A study on decent work of tuna handline fishermen in the Philippines calls for policy interventions to ensure their rights

This article is by Brenalyn A. Peji (,Chief Labor and Employment Officer, Officer-In-Charge and Deputy Executive Director, Institute for Labor Studies, Department of Labour and Employment, Government of the Philippines, Philippines

The primary goal of the International Labour Organization (ILO) is to promote “opportunities for men and women to obtain decent and productive work in conditions of freedom, equity, social security and human dignity. Its mandate covers all categories of workers such as wage and salaried workers, self-employed, informal workers in the formal economy like fishermen, and other types of workers who ILO affirms as having basic rights to obtain decent work.

In the Philippines, the tuna handline fishery is regarded as one of the most important commercial tuna fisheries, given its social benefits and contribution to the economy of southern Philippines. However, based on the preliminary assessment of the tuna handline fishery in the Philippines, the significance of this sector is increasingly threatened by a number of globalization issues like environmental degradation, poor information on the fishery, and inadequate management and regulatory systems, which impact negatively and create new challenges for the regulations of work of tuna handline fishermen.
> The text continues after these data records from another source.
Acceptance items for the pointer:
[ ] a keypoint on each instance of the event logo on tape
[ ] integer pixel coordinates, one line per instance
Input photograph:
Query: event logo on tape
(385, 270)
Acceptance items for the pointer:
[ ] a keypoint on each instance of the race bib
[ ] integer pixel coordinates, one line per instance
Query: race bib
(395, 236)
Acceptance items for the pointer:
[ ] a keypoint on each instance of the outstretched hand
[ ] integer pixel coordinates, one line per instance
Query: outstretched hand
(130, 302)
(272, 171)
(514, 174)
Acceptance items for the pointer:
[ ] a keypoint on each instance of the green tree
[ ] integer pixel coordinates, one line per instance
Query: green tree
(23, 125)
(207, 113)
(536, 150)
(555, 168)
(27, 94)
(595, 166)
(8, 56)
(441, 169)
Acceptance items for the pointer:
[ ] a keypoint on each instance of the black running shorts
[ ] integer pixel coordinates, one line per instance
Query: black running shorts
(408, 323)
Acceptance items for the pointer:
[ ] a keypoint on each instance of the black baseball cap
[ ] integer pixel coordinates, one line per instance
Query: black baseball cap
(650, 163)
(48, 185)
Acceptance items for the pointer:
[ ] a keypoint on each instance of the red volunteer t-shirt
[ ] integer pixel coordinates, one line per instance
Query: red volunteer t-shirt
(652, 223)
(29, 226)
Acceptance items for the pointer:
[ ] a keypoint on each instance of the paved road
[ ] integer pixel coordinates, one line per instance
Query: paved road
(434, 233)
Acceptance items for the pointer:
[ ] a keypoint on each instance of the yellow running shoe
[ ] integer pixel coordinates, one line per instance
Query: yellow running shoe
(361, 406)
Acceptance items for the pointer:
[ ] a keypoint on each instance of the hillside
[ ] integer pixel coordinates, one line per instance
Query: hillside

The numerous challenges confronting the tuna handline fishery prompted this study to focus on the human dimension, particularly in terms of the labour and employment aspects where decent-work issues covering rights at work, employment opportunities, social protection and social dialogue are taken into consideration. While much attention has been given to the economic importance of the tuna handline fishery, little attention has been paid to the working conditions of fishermen. Hence, this study aims to assess the working conditions of commercial tuna handline fishermen on board fishing vessels, to determine how decent the work is.

This study focuses on commercial tuna handline fishermen on board small-scale (3.1 to 20 gross registered tonnage, GRT) and medium-scale (21.1 to 150 GRT) fishing vessels in General Santos City, which is known as the ‘tuna capital’ of the country. The majority of the population is engaged in the fishery, using traditional fishing methods like handline fishing.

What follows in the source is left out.